On 23/04/2024 02:01, Ihor Radchenko wrote:
For example, consider an HTML exporter that aligns tags nicely and
keeps blank lines between markup blocks for readability. If we
remove such blank lines unconditionally, it will be problematic.
I consider that just newlines are enough to make HTML markup human
readable. I believe blank lines appear in HTML due to conditional
constructs interpreted by various template engines and almost nobody
cares concerning actual formatting in such cases.
However I proposed to make this feature an option that is turned on by
default.
I guess that I can change the condition to not include trailing space
from (rx whitespace eol) to (rx (any " \t|) eol).
One more time I forgot that neither \n nor non-breakable space are
included into post-blank.
I think, more permissive regexp may be used. At least it should accept
newlines and any space after it
(rx (any " \t" eol) (zero-or-more whitespace) eos)
Moreover, post-blank of the pruned object may be ignored when the
following element starts with spaces other than purely zero width ones.

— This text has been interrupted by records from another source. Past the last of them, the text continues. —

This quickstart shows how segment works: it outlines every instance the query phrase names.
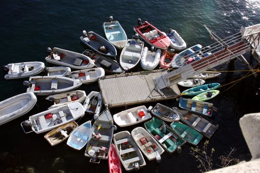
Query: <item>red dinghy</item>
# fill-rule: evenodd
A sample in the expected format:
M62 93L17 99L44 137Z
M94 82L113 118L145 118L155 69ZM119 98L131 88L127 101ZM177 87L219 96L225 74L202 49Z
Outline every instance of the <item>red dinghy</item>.
M166 69L171 67L171 63L177 55L178 55L178 53L174 53L164 50L160 58L160 62L159 62L160 68Z
M121 163L114 144L111 144L108 154L108 168L109 173L121 173Z
M134 31L149 44L163 50L170 45L170 40L165 33L147 21L142 23L140 18L138 19L138 26L134 27Z

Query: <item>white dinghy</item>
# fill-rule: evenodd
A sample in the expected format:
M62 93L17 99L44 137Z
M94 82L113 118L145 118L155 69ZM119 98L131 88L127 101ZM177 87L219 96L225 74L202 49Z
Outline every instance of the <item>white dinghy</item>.
M42 72L44 67L42 62L25 62L8 64L3 66L2 70L5 74L4 79L13 79L36 75Z
M87 98L86 92L81 90L75 90L65 92L61 92L54 95L51 95L46 99L53 102L53 105L48 109L64 105L70 103L78 102L83 103Z
M138 127L132 130L131 134L140 150L149 161L156 159L157 162L160 161L160 155L164 150L146 130Z
M104 76L104 70L102 67L93 68L71 72L71 78L82 84L91 83Z
M136 125L147 121L152 118L152 116L148 112L146 107L142 105L115 114L113 116L113 118L114 122L118 126L122 127Z
M63 76L35 76L30 77L29 82L24 81L23 84L28 86L27 92L47 95L75 89L82 83Z
M27 113L37 98L33 92L25 92L0 102L0 125Z
M22 122L21 125L25 133L33 131L39 134L75 121L84 115L82 105L74 102L30 116L29 120ZM30 128L32 130L26 131L24 128Z
M50 63L70 67L73 69L85 69L92 68L94 63L89 57L83 54L54 47L48 48L49 55L45 58Z
M152 46L152 50L149 50L148 47L145 47L141 57L141 66L145 70L154 70L159 64L161 54L161 50L160 49L155 51Z

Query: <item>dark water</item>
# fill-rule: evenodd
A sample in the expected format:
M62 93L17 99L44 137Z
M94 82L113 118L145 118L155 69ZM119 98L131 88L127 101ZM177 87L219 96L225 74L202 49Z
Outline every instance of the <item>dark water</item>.
M237 33L242 25L248 26L260 22L258 0L55 1L0 2L1 66L9 63L39 61L44 62L47 66L52 66L44 59L47 47L55 46L82 52L86 47L80 43L82 31L93 30L104 36L102 24L110 15L119 21L128 38L134 34L133 27L140 17L143 21L148 20L164 31L169 28L175 29L189 47L197 43L207 45L213 43L204 24L212 26L211 28L223 38ZM249 54L245 55L245 57L252 65L257 64ZM232 65L222 64L216 69L221 71L247 70L239 60ZM221 77L207 82L224 85L241 78L247 73L223 73ZM0 100L25 92L26 88L22 85L25 80L26 79L7 81L0 78ZM237 149L234 157L241 160L251 159L238 121L245 114L260 112L258 103L255 101L259 98L256 94L260 87L259 81L259 78L250 77L230 88L231 85L222 87L220 94L210 100L219 110L212 119L219 128L210 139L209 145L216 151L213 154L215 163L219 163L217 158L230 147ZM84 85L79 89L85 90L87 94L92 90L99 90L97 83ZM44 97L38 98L37 106L27 114L0 126L0 172L107 172L106 161L102 161L99 165L89 163L89 159L84 156L85 149L75 151L65 142L51 147L44 139L44 134L23 133L20 123L29 116L45 110L52 104ZM160 103L169 106L178 104L171 100ZM153 102L146 105L155 106L156 104ZM110 111L113 114L125 108L111 109ZM86 115L79 124L92 118L92 116ZM121 128L118 130L131 131L135 127ZM204 138L199 146L206 139ZM169 156L164 153L159 165L147 161L147 166L139 172L199 172L198 163L189 154L191 146L185 145L181 154ZM215 165L214 168L218 167Z

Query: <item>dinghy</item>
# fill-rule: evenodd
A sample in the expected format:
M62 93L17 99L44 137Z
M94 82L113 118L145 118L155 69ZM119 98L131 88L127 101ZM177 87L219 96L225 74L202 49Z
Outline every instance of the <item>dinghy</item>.
M208 117L211 117L213 111L216 110L212 103L183 97L180 98L179 107Z
M92 49L102 55L115 58L116 49L111 43L93 31L83 31L80 41Z
M45 60L50 63L70 67L73 69L85 69L92 68L94 63L90 57L81 53L54 47L48 48L49 55Z
M195 75L190 77L190 79L206 79L217 77L221 74L220 72L217 72L211 71L205 71L198 75Z
M179 112L179 115L182 122L198 130L208 138L212 136L218 128L218 125L215 125L203 117L189 112L188 111L177 108L172 108L172 109Z
M147 21L142 23L140 18L138 18L138 26L134 27L134 31L148 44L162 50L169 47L170 41L165 33Z
M37 98L32 92L23 93L0 102L0 125L27 113Z
M11 63L2 67L4 79L13 79L27 78L42 72L45 67L42 62L25 62Z
M139 62L144 49L144 42L138 36L128 39L120 55L120 65L125 71L129 71Z
M29 120L22 122L21 125L25 133L33 131L39 134L75 121L84 115L82 105L74 102L32 115L29 117ZM26 127L32 130L26 131L24 128Z
M44 138L51 145L56 145L69 137L72 131L78 126L74 121L68 123L50 131L44 135Z
M120 159L113 144L111 144L110 147L107 160L109 173L122 173Z
M137 171L146 165L142 153L128 131L114 134L113 140L120 160L127 171Z
M151 112L164 121L172 122L180 121L180 117L172 109L160 103L157 103Z
M114 121L118 126L123 127L141 123L152 118L145 106L129 109L113 116Z
M167 37L170 39L170 46L174 49L181 51L186 48L187 44L180 35L174 30L169 29Z
M161 69L171 67L171 63L173 62L174 58L178 55L178 53L173 53L173 51L174 50L168 51L167 49L163 50L159 62L159 65Z
M184 87L194 87L201 86L205 83L205 81L201 79L186 79L177 83Z
M91 130L92 136L87 144L85 156L91 158L91 162L106 160L114 132L113 118L108 109L95 121Z
M102 67L80 70L71 72L71 78L82 84L95 82L104 76L104 70Z
M28 87L27 92L47 95L75 89L82 83L63 76L35 76L30 77L29 82L24 81L23 84Z
M135 143L149 160L160 161L160 155L164 152L163 148L144 128L140 127L134 129L131 134Z
M75 90L54 95L50 95L46 97L46 99L54 103L53 105L48 108L48 109L50 109L75 102L83 103L86 98L87 95L84 91Z
M200 101L206 101L215 97L219 93L219 91L218 90L210 90L208 91L201 93L200 94L198 94L192 98L192 99Z
M181 95L196 95L204 92L214 90L220 86L220 84L219 83L205 84L184 90L181 93Z
M156 51L153 47L151 50L148 50L147 47L144 48L140 61L142 68L147 70L155 69L159 64L161 53L160 49L157 49Z
M153 117L152 120L145 122L145 127L170 154L175 151L177 147L178 150L181 150L181 146L186 142L184 139L178 136L172 129L157 118Z
M113 21L113 16L109 16L109 21L103 23L103 29L106 39L115 47L121 49L127 42L127 36L119 22Z
M82 124L75 129L67 141L67 145L77 150L80 150L91 137L91 121Z
M203 135L199 132L180 122L172 122L170 126L179 136L195 146L203 137Z
M93 50L86 50L83 53L93 60L97 67L102 67L105 73L115 74L124 73L124 70L115 60L99 54Z

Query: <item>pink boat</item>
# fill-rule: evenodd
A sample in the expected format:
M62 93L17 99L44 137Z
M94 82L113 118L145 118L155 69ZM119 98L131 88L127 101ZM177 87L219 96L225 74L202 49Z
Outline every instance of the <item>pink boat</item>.
M166 34L147 21L142 23L141 19L139 18L138 26L134 27L134 31L155 47L164 50L170 45L170 40Z
M108 168L109 173L121 173L121 163L114 144L111 144L108 153Z

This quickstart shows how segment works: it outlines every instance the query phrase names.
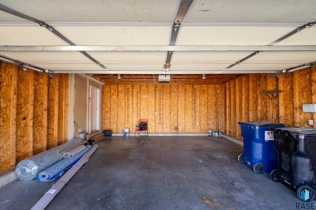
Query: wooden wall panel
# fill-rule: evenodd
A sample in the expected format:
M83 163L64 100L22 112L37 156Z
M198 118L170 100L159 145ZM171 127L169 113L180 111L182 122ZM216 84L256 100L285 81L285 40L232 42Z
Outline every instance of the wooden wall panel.
M178 131L185 133L185 87L181 85L178 86Z
M55 77L48 78L47 149L58 145L58 80Z
M15 164L17 68L2 62L0 69L0 171Z
M255 74L250 75L248 78L249 120L250 121L258 120L257 79L257 75Z
M209 129L215 131L216 129L216 95L215 86L209 85L208 88L208 127Z
M207 100L208 88L207 85L200 85L200 128L201 133L207 133L208 131Z
M201 132L200 123L200 86L199 85L193 86L193 132L199 133Z
M156 91L154 85L148 85L148 132L154 133L156 132L156 117L157 111L156 110Z
M162 132L162 87L156 86L156 132Z
M0 61L0 173L63 143L68 79Z
M193 95L193 85L186 85L185 89L185 132L192 133L193 129L193 112L192 112L192 95Z
M178 86L170 87L170 132L178 132Z
M126 86L118 85L118 128L122 132L125 127L126 122ZM114 132L113 131L113 132Z
M242 122L248 122L249 120L249 76L244 75L242 77Z
M312 84L312 102L313 104L316 103L316 66L313 66L311 68L311 84ZM314 127L316 127L316 115L313 115L313 120L314 122Z
M34 81L33 155L47 149L48 75L35 72Z
M126 128L129 128L130 133L135 131L135 126L136 124L134 123L133 110L133 85L126 85ZM138 122L137 123L138 124Z
M269 78L267 78L267 91L272 90L278 90L278 78L277 77L272 77ZM270 121L278 122L279 121L279 103L278 103L278 95L273 94L272 95L270 94L270 98L275 98L269 99L269 105L268 107L268 119Z
M34 71L18 70L16 99L16 160L17 163L33 154L33 110Z
M148 120L148 85L140 86L140 118Z
M224 133L227 133L226 129L226 84L221 85L221 106L222 112L221 118L221 131Z
M164 85L162 87L162 132L170 132L170 86Z
M236 137L242 137L240 126L238 122L242 121L242 78L239 77L236 79Z
M222 118L222 111L221 109L221 86L216 85L215 86L215 118L216 128L220 131L222 130L222 126L220 124L220 119Z
M226 134L227 135L232 135L232 130L231 130L231 124L232 124L232 120L231 117L232 117L231 115L231 112L232 109L231 106L231 83L226 83Z
M311 68L293 73L294 89L294 125L309 126L308 120L313 114L303 112L303 104L312 103Z
M111 85L111 128L112 132L117 133L118 131L118 86L117 85Z
M111 85L103 85L103 129L109 130L111 128ZM127 97L127 95L126 95ZM127 106L127 105L126 105ZM128 110L128 106L126 107ZM127 115L126 115L127 116Z
M293 74L286 74L278 77L278 94L279 101L279 122L289 127L294 124L294 92Z
M271 101L268 95L263 95L262 92L270 90L267 87L267 80L269 78L264 74L260 74L260 84L258 84L258 88L257 95L258 95L258 120L260 121L271 121L269 120L268 115Z
M237 110L236 110L236 80L231 83L231 135L236 136L237 133Z
M68 74L59 74L58 94L58 145L67 142L68 128Z

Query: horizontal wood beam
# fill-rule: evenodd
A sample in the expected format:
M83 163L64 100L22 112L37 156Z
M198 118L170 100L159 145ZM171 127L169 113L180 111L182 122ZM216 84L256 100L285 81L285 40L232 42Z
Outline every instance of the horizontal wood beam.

In my opinion, keeping extra spaces (e.g. post-blank ones from pruned
objects) makes less harm than aggressively stripping them. Anyway some
backends must normalize spaces (while for others they do not matter).
While newline characters are not affected, this part of change does not
affect accidental split of paragraphs.
My feeling is that extensive test suite is required. It would be easier
to review what cases are not handled yet.